Comparative Analysis of Parameterized Action Actor-Critic Reinforcement Learning Algorithms for Web Search Match Plan Generation
Ubayd Bapoo, Clement N Nyirenda
TL;DR
The paper tackles efficient policy learning in parameterized action spaces for match plan generation in web-scale search tasks. It systematically compares three modern PA-AC algorithms—SAC, GAC, and TQC—across fully observable Platform-v0 and Goal-v0 benchmarks, with hyperparameter optimization via Microsoft NNI. PAGAC emerges as the top performer, delivering the fastest convergence and strongest evaluation returns while maintaining stability in high-dimensional action spaces.

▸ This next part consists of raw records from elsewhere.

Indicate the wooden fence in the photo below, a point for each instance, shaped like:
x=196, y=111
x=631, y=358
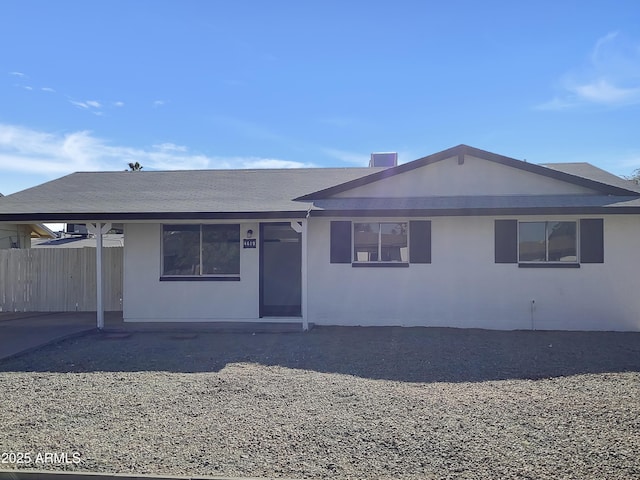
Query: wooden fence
x=58, y=280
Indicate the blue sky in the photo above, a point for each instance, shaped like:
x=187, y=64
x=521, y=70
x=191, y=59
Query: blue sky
x=240, y=84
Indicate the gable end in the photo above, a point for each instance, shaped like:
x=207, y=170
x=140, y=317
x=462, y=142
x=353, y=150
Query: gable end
x=460, y=151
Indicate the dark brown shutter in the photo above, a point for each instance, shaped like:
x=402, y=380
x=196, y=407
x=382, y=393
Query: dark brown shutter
x=591, y=240
x=340, y=242
x=506, y=241
x=420, y=241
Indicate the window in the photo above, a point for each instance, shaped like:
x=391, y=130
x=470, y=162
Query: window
x=547, y=242
x=380, y=242
x=201, y=250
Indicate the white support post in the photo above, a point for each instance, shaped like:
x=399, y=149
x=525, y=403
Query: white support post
x=98, y=230
x=305, y=236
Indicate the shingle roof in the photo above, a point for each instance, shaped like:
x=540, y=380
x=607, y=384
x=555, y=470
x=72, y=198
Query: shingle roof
x=285, y=193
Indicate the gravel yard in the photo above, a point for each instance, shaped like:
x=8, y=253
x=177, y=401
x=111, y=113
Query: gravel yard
x=332, y=403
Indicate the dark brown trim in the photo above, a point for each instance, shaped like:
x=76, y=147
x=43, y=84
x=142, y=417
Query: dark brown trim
x=160, y=216
x=477, y=212
x=459, y=152
x=381, y=264
x=505, y=241
x=200, y=278
x=592, y=240
x=548, y=265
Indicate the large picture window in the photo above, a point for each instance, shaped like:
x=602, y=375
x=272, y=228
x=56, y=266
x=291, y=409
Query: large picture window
x=380, y=242
x=201, y=250
x=547, y=242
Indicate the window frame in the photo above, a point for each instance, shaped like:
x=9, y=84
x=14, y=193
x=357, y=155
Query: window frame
x=199, y=276
x=547, y=262
x=379, y=263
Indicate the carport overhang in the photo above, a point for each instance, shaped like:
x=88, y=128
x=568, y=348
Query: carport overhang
x=96, y=227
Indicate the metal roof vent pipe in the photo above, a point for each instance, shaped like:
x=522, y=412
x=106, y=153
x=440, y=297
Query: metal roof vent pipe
x=384, y=159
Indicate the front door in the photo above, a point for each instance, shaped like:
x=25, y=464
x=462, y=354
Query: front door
x=280, y=270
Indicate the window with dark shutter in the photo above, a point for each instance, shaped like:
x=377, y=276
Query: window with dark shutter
x=506, y=241
x=420, y=241
x=340, y=248
x=592, y=240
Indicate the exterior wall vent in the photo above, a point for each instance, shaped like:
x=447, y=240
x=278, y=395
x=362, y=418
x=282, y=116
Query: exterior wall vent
x=384, y=159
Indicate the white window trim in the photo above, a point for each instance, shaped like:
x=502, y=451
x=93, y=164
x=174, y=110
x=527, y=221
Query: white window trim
x=546, y=222
x=377, y=262
x=197, y=275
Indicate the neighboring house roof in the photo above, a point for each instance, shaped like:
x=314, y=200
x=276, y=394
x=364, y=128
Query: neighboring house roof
x=591, y=172
x=38, y=230
x=296, y=193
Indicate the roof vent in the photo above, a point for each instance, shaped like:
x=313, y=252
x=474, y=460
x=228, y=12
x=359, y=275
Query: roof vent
x=384, y=159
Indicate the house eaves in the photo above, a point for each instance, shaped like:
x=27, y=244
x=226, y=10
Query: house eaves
x=478, y=205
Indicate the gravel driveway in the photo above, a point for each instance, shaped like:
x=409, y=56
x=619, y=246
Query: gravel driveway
x=332, y=403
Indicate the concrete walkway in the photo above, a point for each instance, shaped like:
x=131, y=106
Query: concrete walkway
x=24, y=332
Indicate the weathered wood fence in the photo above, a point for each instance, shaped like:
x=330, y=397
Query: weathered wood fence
x=58, y=280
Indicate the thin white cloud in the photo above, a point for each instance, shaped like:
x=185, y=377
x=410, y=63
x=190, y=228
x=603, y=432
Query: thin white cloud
x=254, y=162
x=354, y=158
x=45, y=154
x=79, y=104
x=611, y=78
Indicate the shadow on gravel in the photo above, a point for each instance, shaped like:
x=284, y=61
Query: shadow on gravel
x=390, y=353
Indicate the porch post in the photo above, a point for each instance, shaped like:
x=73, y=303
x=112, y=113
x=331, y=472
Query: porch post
x=98, y=230
x=305, y=317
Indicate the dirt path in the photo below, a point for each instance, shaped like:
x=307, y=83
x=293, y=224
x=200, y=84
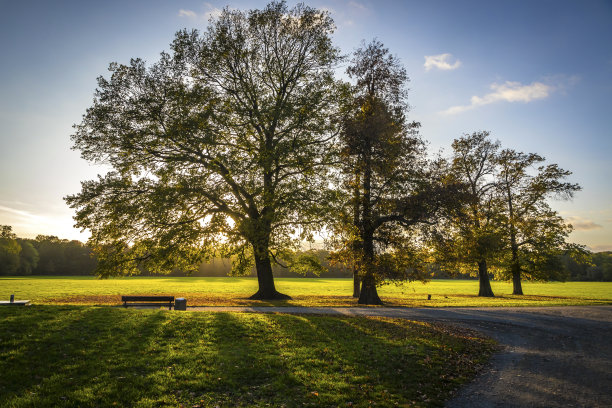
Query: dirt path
x=551, y=357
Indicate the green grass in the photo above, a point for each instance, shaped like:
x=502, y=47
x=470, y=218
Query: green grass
x=69, y=356
x=305, y=292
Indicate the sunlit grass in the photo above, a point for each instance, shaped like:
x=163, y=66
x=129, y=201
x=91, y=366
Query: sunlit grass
x=86, y=356
x=231, y=291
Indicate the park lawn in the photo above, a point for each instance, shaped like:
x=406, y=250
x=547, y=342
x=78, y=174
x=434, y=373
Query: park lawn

The results advocate PAGAC for rapid, robust decision-making in complex hybrid action settings and point to future work combining entropy-regularization with truncation-based methods to further boost stability and generalizability.
Abstract
This study evaluates the performance of Soft Actor Critic (SAC), Greedy Actor Critic (GAC), and Truncated Quantile Critics (TQC) in high-dimensional decision-making tasks using fully observable environments. The focus is on parametrized action (PA) spaces, eliminating the need for recurrent networks, with benchmarks Platform-v0 and Goal-v0 testing discrete actions linked to continuous action-parameter spaces. Hyperparameter optimization was performed with Microsoft NNI, ensuring reproducibility by modifying the codebase for GAC and TQC. Results show that Parameterized Action Greedy Actor-Critic (PAGAC) outperformed other algorithms, achieving the fastest training times and highest returns across benchmarks, completing 5,000 episodes in 41:24 for the Platform game and 24:04 for the Robot Soccer Goal game. Its speed and stability provide clear advantages in complex action spaces. Compared to PASAC and PATQC, PAGAC demonstrated superior efficiency and reliability, making it ideal for tasks requiring rapid convergence and robust performance. Future work could explore hybrid strategies combining entropy-regularization with truncation-based methods to enhance stability and expand investigations into generalizability.